You can do a similar thing to your case #1 with Solr replication,
handling a lot of the details for you instead of you manually switching
cores and such. Index to a new core, then tell your production solr to
be a slave replicating from that master new core. It still may have some
of the same downsides as your scenario #1, it's essentially the same
thing, but with Solr replication taking care of the some of the nuts and
bolts for you.
I haven't hard of any better solutions. In general, Solr seems not
really so great at use cases where the index changes frequently in
response to user actions, it doesn't seem to really have been designed
that way.
You could store all your user-created data in an external store (rdbms
or no-sql), as well as indexing it, and then when you rebuild the index
you can get it all from there, so you won't lose any.
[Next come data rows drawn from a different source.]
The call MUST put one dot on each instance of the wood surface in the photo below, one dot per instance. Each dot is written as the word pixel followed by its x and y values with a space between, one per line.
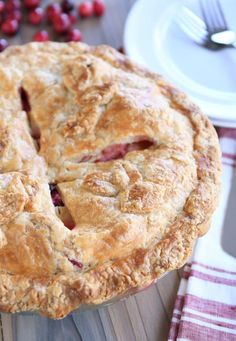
pixel 141 317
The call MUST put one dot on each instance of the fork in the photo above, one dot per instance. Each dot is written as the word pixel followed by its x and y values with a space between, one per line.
pixel 212 33
pixel 216 24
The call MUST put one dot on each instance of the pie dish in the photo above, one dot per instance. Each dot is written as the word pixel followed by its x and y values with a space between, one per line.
pixel 108 176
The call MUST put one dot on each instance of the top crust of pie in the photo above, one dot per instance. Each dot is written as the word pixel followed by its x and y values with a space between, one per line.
pixel 135 217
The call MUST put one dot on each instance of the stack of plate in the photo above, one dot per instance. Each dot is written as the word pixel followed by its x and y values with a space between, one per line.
pixel 153 38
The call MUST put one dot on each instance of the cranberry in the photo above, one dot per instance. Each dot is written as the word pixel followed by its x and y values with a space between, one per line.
pixel 62 23
pixel 73 16
pixel 2 6
pixel 67 5
pixel 10 26
pixel 69 224
pixel 25 104
pixel 41 36
pixel 11 5
pixel 121 50
pixel 16 14
pixel 98 7
pixel 74 35
pixel 36 16
pixel 56 198
pixel 76 263
pixel 31 3
pixel 85 9
pixel 3 44
pixel 53 11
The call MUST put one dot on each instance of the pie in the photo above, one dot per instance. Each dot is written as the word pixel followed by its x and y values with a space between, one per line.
pixel 108 176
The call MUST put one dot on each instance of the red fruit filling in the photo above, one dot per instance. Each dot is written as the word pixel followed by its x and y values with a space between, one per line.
pixel 56 197
pixel 118 151
pixel 24 100
pixel 76 263
pixel 41 36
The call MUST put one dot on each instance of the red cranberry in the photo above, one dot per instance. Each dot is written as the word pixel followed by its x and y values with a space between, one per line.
pixel 11 5
pixel 69 224
pixel 16 14
pixel 62 23
pixel 41 36
pixel 76 263
pixel 31 3
pixel 2 6
pixel 73 16
pixel 36 16
pixel 98 7
pixel 74 35
pixel 86 9
pixel 3 44
pixel 67 5
pixel 53 11
pixel 10 26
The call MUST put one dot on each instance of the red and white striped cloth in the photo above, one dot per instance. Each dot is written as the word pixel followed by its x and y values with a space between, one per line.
pixel 205 308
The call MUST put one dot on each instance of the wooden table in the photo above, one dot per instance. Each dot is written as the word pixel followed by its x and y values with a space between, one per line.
pixel 144 316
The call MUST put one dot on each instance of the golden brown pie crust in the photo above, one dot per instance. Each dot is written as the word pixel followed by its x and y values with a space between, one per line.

It seems to often
work best, getting along with Solr's assumptions, to avoid considering
a Solr index ever the canonical storage location of any data -- Solr
isn't really designed to be storage, it's designed to be an index.
Always have the canonical storage location of any data being some actual
store, with Solr just being an index. That approach tends to make it
easier to work out things like this, although there can still be some
tricks. (Like, after you're done building your new index, but before you
replicate it to production, you might have to check the actual canonical
store for any data that changed in between the time you started your
re-index and now -- and then re-index that. And then any data that
changed between the time your second re-index began and... this could go
on forever. )
Robert Gründler wrote:
Hi again,
we're coming closer to the rollout of our newly created solr/lucene based
search, and i'm wondering
how people handle changes to their schema on live systems.
In our case, we have 3 cores (ie. A,B,C), where the largest one takes about 1.5
hours for a full dataimport from the relational
database. The Index is being updated in realtime, through post
insert/update/delete events in our ORM.
So far, i can only think of 2 scenarios for rebuilding the index, if we need to
update the schema after the rollout:
1. Create 3 more cores (A1,B1,C1) - Import the data from the database - After
importing, switch the application to cores A1, B1, C1
This will most likely cause a corrupt index, as in the 1.5 hours of indexing,
the database might get inserts/updates/deletes.
2. Put the Livesystem in a Read-Only mode and rebuild the index during that
time. This will ensure data integrity in the index, with the drawback for users
not being
able to write to the app.
Does Solr provide any built-in approaches to this problem?
best
-robert